A franchise tax is a government levy (tax) charged by some US states to certain business organizations such as corporations and partnerships with a nexus in the state. A franchise tax is not based on income. Rather, the typical franchise tax calculation is based on the net worth of capital held by the entity. The franchise tax effectively charges corporations for the privilege of doing business in the state.[1] [2]
Whether or not a business must pay a franchise tax to the state in which it does business can cause some confusion. Some states report using both the economic and physical presence tests, and in some states, there are no written, public interpretations of their test at all.[3]
The physical presence test is based on Quill Corp. v. North Dakota, (504 U.S. 298 (1992)), a United States Supreme Court ruling concerning use tax. Quill Corporation is an office supply retailer. Quill had no physical presence in North Dakota (neither a sales force, nor a retail outlet). Still, it had a licensed computer software program that some of its North Dakota customers used to check Quill's current inventories and place orders directly. North Dakota attempted to impose a use tax on Quill, which was struck down by the Supreme Court, because Quill had no physical presence in North Dakota.
The Quill physical presence test is used by some states to determine whether or not a company must pay a franchise tax. Delaware, Hawaii, Massachusetts, Pennsylvania, and Texas report using the physical presence test.

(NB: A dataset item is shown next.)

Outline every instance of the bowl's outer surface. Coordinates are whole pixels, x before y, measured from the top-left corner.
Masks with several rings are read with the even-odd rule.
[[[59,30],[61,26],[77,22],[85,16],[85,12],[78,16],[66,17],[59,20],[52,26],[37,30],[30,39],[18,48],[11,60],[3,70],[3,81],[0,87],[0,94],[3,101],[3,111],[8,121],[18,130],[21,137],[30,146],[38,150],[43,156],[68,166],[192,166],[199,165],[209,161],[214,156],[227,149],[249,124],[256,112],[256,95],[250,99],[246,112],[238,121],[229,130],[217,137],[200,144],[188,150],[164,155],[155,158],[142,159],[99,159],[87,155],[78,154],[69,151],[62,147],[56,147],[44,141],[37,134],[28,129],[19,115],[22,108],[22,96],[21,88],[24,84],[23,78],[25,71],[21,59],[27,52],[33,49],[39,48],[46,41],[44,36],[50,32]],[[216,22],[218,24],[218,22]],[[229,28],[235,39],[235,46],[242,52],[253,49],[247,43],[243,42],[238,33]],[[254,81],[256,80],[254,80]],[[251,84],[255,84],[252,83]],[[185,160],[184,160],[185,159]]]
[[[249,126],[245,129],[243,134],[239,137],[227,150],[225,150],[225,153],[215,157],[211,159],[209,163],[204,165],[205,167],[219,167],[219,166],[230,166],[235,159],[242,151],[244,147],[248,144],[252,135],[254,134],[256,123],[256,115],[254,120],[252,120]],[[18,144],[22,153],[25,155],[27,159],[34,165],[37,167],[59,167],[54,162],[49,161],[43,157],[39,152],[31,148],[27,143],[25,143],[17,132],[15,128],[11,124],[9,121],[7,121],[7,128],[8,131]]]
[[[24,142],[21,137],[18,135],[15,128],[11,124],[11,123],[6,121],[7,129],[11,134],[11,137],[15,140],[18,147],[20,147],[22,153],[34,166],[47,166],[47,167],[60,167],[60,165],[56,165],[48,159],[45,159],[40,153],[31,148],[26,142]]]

Many states apply an "economic presence" test to determine whether a business will be subject to state sales or franchise tax. This test, which seems to contradict Quill, implied that States have the right to tax or "nexus" solely on the basis that a company has sales or otherwise derives an economic benefit from activities within their borders.
, about half the U.S. states do not impose a franchise tax.[4] For states that have a franchise tax, the amount is often either a flat fee or based on the size of the business's total holdings.
States with higher corporate income taxes usually have low or no franchise taxes and vice versa.
The state of Delaware has a significant franchise tax.[5] Other states have either nominal taxes or none at all.